O garoto fez que não.

- Duas moedas e... - ele tirou uma terceira de trás da orelha do garoto, que se animou com o truque e fez Pierre sorrir minimamente. - mais uma.

- Eu não posso, Sr. Pierre. - O garoto passou a mão pela orelha - Como foi que o senhor fez isso?

- Ora... você não tem seus segredinhos? - Pierre passou pela porta e sacudiu o envelope que o garoto havia entregado, falando já de costas. - Obrigado, Caio.

Subiu as escadas, passou por todos ali com um sorriso simpático, mas sem abrir espaço para conversas. Estava ansioso por tirar da cabeça a visão que tivera mais cedo, e as crônicas de Leopoldo Alvares eram perfeitas para isso. Deixou para abrir o envelope quando já estava dentro de sua sala.

Ele estava completamente imerso na leitura quando seu chefe, e padrinho, entrou na sala.

- Viu o obituário de hoje? - O homem se sentou em cima da mesa dele.

- Não. - Pierre ergueu os olhos por cima do papel, um pouco incomodado por ter sido brutalmente arrancado de sua leitura - Mas a notícia bem na primeira folha, sobre os Bragança, eu vi sim.

- Parou de ler na parte do circo, eu imagino.

Pierre o encarou como se aquilo fosse óbvio, e suspirou.

- E não tinha um modo menos nojento de anunciar o projeto da cidade republicana?

O outro riu.

- Somos um jornal republicano, Pierre, sabe disso.

- Ninguém aqui é republicano de verdade. - Ele voltou para a leitura.

- Não se preocupe. - O homem passou a mão pelo ombro dele antes de se dirigir à porta - Do modo como vem, o circo se vai. Será rápido como injeção.
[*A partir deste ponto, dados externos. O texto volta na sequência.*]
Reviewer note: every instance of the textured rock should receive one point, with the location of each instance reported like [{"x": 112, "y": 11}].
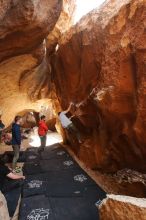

- Obrigado pelas palavras, João. Não estou preocupado. - Ele mentiu, como sempre, muito bem - Na verdade, estou: em terminar de ler e descobrir quem matou o Sr. Jacques. - Balançou as mãos com os papéis e voltou à leitura.

Carlos sorriu, balançou a cabeça e deixou Pierre com sua leitura e suas mentiras que poderiam enganar a qualquer um, menos a ele.